Nous n’avons nullement la prétention d’embrasser dans toute son étendue une
aussi vaste question. Nous nous bornerons à préciser les points les plut
importants, à grouper les principaux documents, soit anciens, soit modernes,
relatifs à notre sujet et qui peuvent contribuer à l’élucider.
1 Tacite, Vita Agricola, c. XIV. Les copies des traités, des conventions conclues entre les Romains et les
Barbares, véritables archives de la chancellerie romaine, sont perdues pour nous,
mais nous avons le Code Théodosien, grand recueil des lois impériales du IVe
siècle. Les historiens latins, depuis Tacite jusqu’à Ammien Marcellin, les orateurs,
les poètes, les panégyristes, les apologistes chrétiens eux-mêmes renferment
aussi de précieux renseignements sur la nature des rapports qui s’établirent
entre Rome et la Germanie.
Parmi les modernes, les Allemands se sont particulièrement occupés d’une
question qui touche de si près aux origines de leur nationalité. Ils l’ont fait avec
leur esprit de recherche et de critique. Nous aurons souvent à les citer, à nous
appuyer de l’autorité de leurs noms et de leurs écrits1.
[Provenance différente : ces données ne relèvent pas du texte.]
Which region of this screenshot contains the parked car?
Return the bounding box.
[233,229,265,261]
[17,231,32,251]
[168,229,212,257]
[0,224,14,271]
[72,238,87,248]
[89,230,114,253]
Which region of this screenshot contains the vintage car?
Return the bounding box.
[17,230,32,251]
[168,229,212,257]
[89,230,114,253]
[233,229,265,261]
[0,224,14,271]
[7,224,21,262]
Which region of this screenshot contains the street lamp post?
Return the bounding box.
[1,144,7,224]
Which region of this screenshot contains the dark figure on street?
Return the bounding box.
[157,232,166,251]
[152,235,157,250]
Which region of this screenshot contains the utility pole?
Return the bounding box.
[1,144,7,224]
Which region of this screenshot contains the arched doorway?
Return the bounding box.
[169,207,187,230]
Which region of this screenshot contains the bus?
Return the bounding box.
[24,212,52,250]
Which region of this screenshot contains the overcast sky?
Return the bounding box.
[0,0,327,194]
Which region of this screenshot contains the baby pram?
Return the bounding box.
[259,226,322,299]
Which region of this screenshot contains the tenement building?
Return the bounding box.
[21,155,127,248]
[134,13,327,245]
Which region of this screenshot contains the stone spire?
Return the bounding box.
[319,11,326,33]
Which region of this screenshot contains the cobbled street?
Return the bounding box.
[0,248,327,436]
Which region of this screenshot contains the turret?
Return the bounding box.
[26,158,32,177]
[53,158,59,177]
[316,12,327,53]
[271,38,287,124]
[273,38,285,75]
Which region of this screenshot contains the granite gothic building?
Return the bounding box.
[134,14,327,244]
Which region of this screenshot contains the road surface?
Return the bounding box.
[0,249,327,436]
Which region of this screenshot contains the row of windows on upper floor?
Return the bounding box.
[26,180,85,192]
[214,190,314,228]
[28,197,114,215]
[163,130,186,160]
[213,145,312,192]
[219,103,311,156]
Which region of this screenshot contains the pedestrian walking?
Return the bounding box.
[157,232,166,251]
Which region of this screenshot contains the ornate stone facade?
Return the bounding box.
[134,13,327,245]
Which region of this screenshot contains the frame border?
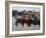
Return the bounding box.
[5,1,45,37]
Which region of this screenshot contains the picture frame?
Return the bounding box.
[5,1,45,37]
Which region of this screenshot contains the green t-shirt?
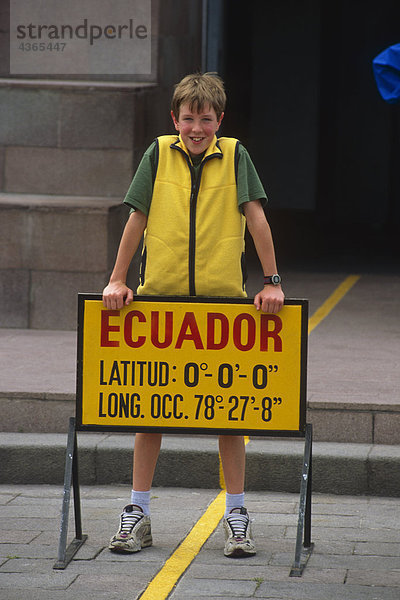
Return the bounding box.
[124,141,268,215]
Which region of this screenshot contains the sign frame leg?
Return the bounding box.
[289,423,314,577]
[53,417,88,569]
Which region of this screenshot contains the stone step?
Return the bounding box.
[0,433,400,497]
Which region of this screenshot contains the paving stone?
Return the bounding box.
[171,579,257,599]
[0,571,76,597]
[346,568,400,596]
[254,580,398,600]
[0,485,400,600]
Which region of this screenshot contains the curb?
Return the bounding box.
[0,433,400,497]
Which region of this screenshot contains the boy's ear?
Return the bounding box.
[171,110,179,131]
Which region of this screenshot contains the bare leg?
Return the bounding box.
[133,433,162,492]
[219,435,245,494]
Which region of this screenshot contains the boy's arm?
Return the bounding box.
[103,210,147,310]
[243,200,285,313]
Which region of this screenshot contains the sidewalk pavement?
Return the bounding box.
[0,485,400,600]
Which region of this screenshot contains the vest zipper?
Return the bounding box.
[171,144,222,296]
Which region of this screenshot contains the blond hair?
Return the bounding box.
[171,73,226,119]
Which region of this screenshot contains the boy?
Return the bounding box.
[103,73,284,556]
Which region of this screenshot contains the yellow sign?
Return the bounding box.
[77,295,307,435]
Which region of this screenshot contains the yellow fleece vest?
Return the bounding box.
[137,135,246,297]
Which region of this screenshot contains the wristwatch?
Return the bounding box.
[264,273,282,285]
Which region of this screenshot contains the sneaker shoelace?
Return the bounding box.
[227,513,249,538]
[119,511,143,535]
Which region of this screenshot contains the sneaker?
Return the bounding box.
[223,507,256,558]
[108,504,153,553]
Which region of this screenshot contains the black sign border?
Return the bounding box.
[75,293,308,438]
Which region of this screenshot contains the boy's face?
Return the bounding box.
[171,104,224,156]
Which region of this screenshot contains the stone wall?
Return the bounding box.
[0,0,202,329]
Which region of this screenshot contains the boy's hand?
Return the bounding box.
[103,281,133,310]
[254,285,285,313]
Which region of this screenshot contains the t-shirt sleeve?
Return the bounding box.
[124,141,157,216]
[237,144,268,207]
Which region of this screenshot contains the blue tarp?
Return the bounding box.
[372,44,400,104]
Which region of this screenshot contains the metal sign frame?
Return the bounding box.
[53,294,314,577]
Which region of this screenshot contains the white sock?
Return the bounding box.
[225,492,244,517]
[131,490,151,515]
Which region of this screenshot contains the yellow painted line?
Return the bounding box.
[140,490,225,600]
[140,275,360,600]
[308,275,360,334]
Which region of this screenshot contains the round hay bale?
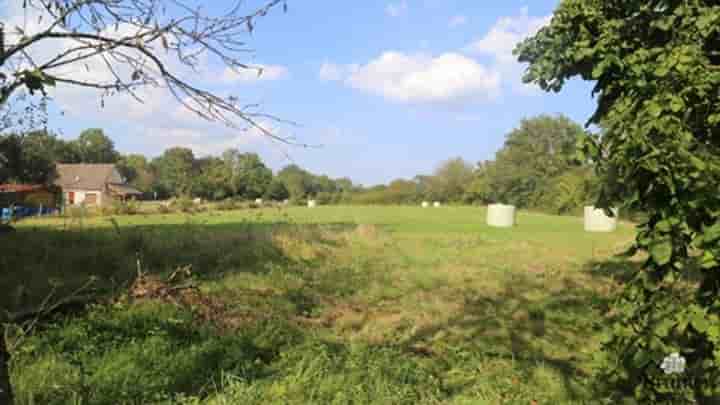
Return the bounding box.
[487,204,517,228]
[585,205,618,232]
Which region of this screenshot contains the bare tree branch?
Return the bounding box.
[0,0,296,146]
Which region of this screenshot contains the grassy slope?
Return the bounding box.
[0,207,632,404]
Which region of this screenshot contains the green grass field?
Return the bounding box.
[0,207,633,404]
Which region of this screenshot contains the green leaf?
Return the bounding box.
[647,102,663,118]
[650,239,672,266]
[703,222,720,243]
[655,219,672,233]
[670,97,685,112]
[690,311,710,333]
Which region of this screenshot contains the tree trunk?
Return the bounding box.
[0,328,13,405]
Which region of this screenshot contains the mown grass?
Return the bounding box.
[0,207,634,404]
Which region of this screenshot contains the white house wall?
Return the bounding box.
[63,190,103,205]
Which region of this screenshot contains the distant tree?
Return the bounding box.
[0,134,56,184]
[277,164,313,199]
[431,158,473,201]
[117,154,156,192]
[476,115,586,208]
[192,157,233,200]
[152,147,195,196]
[222,149,272,199]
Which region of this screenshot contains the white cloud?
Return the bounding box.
[318,62,360,81]
[222,65,288,83]
[385,0,408,17]
[319,8,551,103]
[467,7,552,63]
[448,15,467,28]
[344,51,500,103]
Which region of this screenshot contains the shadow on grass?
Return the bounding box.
[394,260,639,401]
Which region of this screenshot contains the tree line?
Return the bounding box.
[0,115,600,213]
[0,128,356,203]
[352,115,601,214]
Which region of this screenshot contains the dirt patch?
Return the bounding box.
[127,269,254,331]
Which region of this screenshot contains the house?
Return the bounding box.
[55,164,142,206]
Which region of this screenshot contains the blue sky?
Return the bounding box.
[0,0,594,185]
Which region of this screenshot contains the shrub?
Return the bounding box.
[170,197,197,214]
[100,200,140,215]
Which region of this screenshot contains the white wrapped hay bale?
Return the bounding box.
[585,206,618,232]
[487,204,517,228]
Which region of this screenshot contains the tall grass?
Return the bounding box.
[0,207,634,404]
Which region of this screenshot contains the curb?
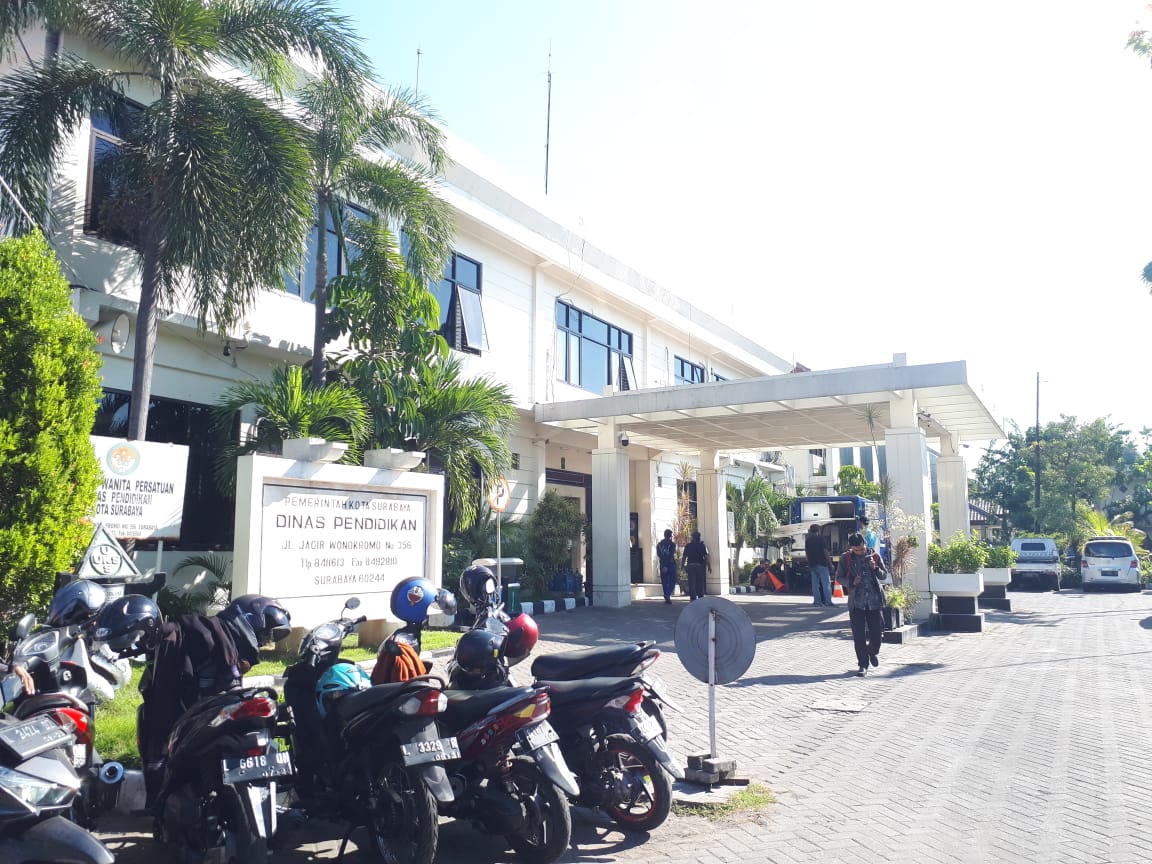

La part des écrivains français, moindre à certains égards, n’est pas cependant
sans importance. Montesquieu et l’abbé Dubos2 au siècle dernier, Chateaubriand,
MM. Guizot, Ozanam, Augustin et Amédée Thierry dans le nôtre, ont exprimé sur
la décadence romaine et les origines de nos sociétés modernes des idées aussi
justes qu’élevées, sans parler de livres plus spéciaux et moins connus, mais d’un
mérite réel, tels que les Institutions mérovingiennes de M. Lehuërou3.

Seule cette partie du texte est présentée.